L’engagement des volontaires civils étrangers dans la guerre en Ukraine : approcher l’effort de guerre par ses « zones grises »
Vendredi 19 juin 2026
L’engagement des volontaires civils étrangers dans la guerre en Ukraine : approcher l’effort de guerre par ses « zones grises »
Vendredi 19 juin 2026, 9h - 10h30
École militaire - Salle des commissions
Depuis le 24 février 2022, un mouvement transnational de soutien civil à l’effort de guerre ukrainien s’est constitué à travers une multitude d’initiatives bénévoles et informelles. Au cœur de ces réseaux de solidarité, des bénévoles, principalement issus des pays dits occidentaux – Europe de l'Ouest, Amérique du Nord, Océanie – se sont durablement engagés sur le territoire ukrainien et intégrés à des réseaux locaux d’aide aux populations civiles, de collecte, d’acheminement et de distribution des dons, ou de soutien militaire. Comment ces "volontaires" [волонтери] s’engagent-ils et elles et se socialisent-ils et elles dans une configuration sociale aux interstices entre sphères civiles, humanitaires et militaires ? Comment leurs formes organisationnelles et leurs modalités d’action sont-elles impactées par la baisse des dons, leur dépendance croissante aux institutions humanitaires et le redéploiement des dispositifs de l'action publique ukrainienne ?
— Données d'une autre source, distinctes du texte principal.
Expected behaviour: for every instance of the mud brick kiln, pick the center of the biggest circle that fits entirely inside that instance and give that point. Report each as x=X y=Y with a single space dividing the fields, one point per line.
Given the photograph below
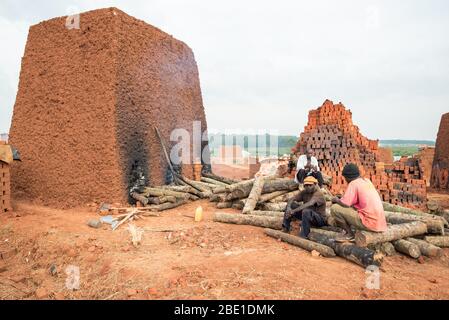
x=87 y=102
x=5 y=186
x=336 y=141
x=440 y=169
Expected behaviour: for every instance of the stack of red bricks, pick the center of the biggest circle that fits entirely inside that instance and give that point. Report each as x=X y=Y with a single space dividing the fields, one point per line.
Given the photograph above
x=336 y=141
x=5 y=186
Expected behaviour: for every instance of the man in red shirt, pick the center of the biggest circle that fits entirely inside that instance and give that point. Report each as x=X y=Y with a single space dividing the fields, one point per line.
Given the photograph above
x=360 y=207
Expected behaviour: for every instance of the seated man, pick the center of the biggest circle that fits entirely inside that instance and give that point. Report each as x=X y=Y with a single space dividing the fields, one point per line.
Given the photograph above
x=312 y=211
x=360 y=207
x=308 y=166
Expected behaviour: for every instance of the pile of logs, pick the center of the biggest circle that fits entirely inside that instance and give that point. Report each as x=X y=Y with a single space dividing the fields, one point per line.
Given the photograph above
x=262 y=202
x=410 y=232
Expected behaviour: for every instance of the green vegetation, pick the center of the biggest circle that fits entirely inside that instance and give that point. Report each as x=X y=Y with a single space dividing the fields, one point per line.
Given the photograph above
x=260 y=144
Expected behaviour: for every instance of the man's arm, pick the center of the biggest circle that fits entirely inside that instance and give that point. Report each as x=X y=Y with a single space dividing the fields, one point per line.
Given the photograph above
x=338 y=201
x=316 y=200
x=300 y=164
x=297 y=198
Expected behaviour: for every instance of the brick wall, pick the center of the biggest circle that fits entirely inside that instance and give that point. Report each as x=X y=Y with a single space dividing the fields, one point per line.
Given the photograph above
x=336 y=141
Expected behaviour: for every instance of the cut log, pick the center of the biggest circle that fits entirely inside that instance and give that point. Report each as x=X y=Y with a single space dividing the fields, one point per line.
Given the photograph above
x=308 y=245
x=361 y=256
x=286 y=197
x=155 y=200
x=224 y=205
x=198 y=185
x=246 y=219
x=167 y=205
x=140 y=197
x=186 y=189
x=165 y=199
x=270 y=196
x=254 y=195
x=219 y=178
x=158 y=192
x=218 y=197
x=394 y=208
x=386 y=248
x=242 y=190
x=427 y=249
x=213 y=181
x=273 y=185
x=394 y=232
x=442 y=242
x=433 y=225
x=330 y=234
x=408 y=248
x=279 y=206
x=276 y=214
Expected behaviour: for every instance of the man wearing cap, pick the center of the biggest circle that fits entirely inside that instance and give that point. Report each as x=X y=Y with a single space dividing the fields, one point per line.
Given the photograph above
x=306 y=166
x=312 y=211
x=360 y=207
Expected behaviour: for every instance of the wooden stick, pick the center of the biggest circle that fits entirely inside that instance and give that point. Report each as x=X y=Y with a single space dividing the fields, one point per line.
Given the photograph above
x=407 y=248
x=427 y=249
x=361 y=256
x=442 y=242
x=254 y=195
x=258 y=221
x=324 y=250
x=394 y=232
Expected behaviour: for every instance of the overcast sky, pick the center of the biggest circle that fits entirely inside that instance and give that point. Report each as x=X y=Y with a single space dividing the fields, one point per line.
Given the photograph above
x=264 y=64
Fondée sur une enquête ethnographique et filmique au long cours menée en Ukraine au sein de groupes de volontaires étrangers et étrangères, cette intervention discutera des transformations graduelles de ces engagements civils depuis quatre années de guerre, depuis le point de vue des acteurs et actrices, ainsi que l'observation de ces groupes au quotidien. Entre autonomie et institutionnalisation partielle, elle examinera également l’impact de ces expériences d’auto-organisation sur les parcours biographiques, notamment la manière dont la guerre en Ukraine devient une cause et dont se tisse une communauté d'acteurs non-ukrainiens engagés sur place sur le long terme. Pour ce faire, elle prendra pour point de départ empirique les « zones grises » de l’effort de guerre, afin de montrer comment l’action volontaire déborde les cadres classiques de l’action instituée et permet de réfléchir, d’une part, à la manière dont ces groupes deviennent et demeurent des acteurs indispensables de l’effort de guerre en Ukraine et, d’autre part, aux spécificités du rôle et de l’expérience des étrangers et étrangères au sein d'une action volontaire qui se déploie dans le pays depuis la révolution du Maïdan de l'hiver 2013.
Clément Perrot est Doctorant en Études politiques à l'École des Hautes Études en Sciences Sociales (EHESS, CERCEC).